Morricone had a diverse and impressive resume, having scored films for the likes of Quentin Tarantino, John Carpenter and, of course, Sergio Leone’s Sixties spaghetti Westerns: The Dollars Trilogy — A Fistful of Dollars (1964), For a Few Dollars More (1965) and The Good, the Bad and the Ugly (1966), starring Clint Eastwood. He also scored Leone’s Once Upon a Time in the West (1968) and Once Upon a Time in America (1984).

The composer won his first Academy Award in 2016 for Tarantino’s The Hateful Eight. He won a lifetime achievement Oscar in 2007 and was nominated for five other Academy Awards. “As far I am concerned, [he] is my favorite composer — and when I say ‘favorite composer,’ I don’t mean ‘movie composer,’ that ghetto, I’m talking about Mozart … Beethoven … Schubert,” Tarantino said while accepting the award on Morricone’s behalf. “I have to say that I directed the movie … [so] I say thank you, and grazie, grazie.”

“Fifty, almost 60 years have passed since I started working with Sergio Leone or in the Western movies of the past,” Morricone told Rolling Stone of working on The Hateful Eight. “My ideas about music have changed. I really wanted to do something totally different from what I had done not only with Sergio Leone but also with Sergio Corbucci and all the other Western directors I had worked with. It is incomparable.”

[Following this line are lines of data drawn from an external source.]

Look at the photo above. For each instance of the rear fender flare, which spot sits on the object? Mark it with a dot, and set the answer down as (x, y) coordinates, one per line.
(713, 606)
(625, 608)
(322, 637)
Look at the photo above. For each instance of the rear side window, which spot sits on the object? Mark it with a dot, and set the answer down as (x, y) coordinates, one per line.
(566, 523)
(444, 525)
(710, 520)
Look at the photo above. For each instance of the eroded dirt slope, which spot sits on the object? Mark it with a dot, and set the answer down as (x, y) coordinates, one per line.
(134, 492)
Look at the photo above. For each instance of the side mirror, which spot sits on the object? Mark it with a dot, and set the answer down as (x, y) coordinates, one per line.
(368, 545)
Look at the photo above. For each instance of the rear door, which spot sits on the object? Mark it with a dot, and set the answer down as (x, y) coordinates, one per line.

Morricone was born in Rome on November 10, 1928, and wrote his first works at age six. He went on to study trumpet, composition and direction at the National Academy of Santa Cecilia. According to the Times, the composer never left Rome when working on compositions and did not visit the U.S. until 2007. Still, he worked largely in Hollywood, composing for numerous films, TV shows like The Sopranos and working with musicians like Joan Baez and Paul Anka.

“The notion that I am a composer who writes a lot of things is true on one hand and not true on the other hand,” Morricone once told the Times. “Maybe my time is better organized than many other people’s. But compared to classical composers like Bach, Frescobaldi, Palestrina or Mozart, I would define myself as unemployed.”